Simulation of Colloid Transport and Retention Using a Pore‐Network Model With Roughness and Chemical Heterogeneity on Pore Surfaces

Abstract

AbstractColloid transport and retention in porous media is a common phenomenon in both nature and industry. However, many questions remain on how to obtain colloid transport and retention parameters. Previous work usually assumed constant transport parameters in a medium under a given physicochemical condition. In this study, pore‐network modeling is employed to upscale colloid transport and retention from the pore‐scale to the macro‐scale.

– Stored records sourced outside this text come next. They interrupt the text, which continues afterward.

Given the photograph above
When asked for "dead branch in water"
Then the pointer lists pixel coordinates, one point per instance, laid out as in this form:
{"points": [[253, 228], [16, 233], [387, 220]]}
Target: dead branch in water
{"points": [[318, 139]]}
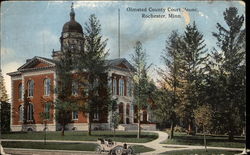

The pore‐scale transport parameters including the collection efficiency (η), the sticking efficiency (α), and the fraction of the solid‐water interface that contributes to the colloid attachment (Sf) are obtained using numerical simulation and probability analysis for each pore throat. The influence of roughness and charge heterogeneity on the distribution of pore‐scale parameters is discussed. Breakthrough curves and the retention profiles under different roughness and charge heterogeneity conditions are also analyzed. Results show that pore‐scale parameters η, α, and Sf have various distributions in porous media that may not be accurately described using single‐valued effective parameters. The value of η decreases with velocity and exhibits a wide distribution under low‐velocity conditions. The parameter α tends to decrease with the colloid size and the pore water velocity and increased with the charge heterogeneity fraction. Nanoscale roughness alters α in a non‐monotonic fashion but tends to increase for lower roughness fractions and zeta potential. Microscopic roughness increases values of α for colloids that would otherwise be susceptible to hydrodynamic removal. Breakthrough curves and retention profiles show that more retention occurs for smaller particles, which reflects the influence of blocking.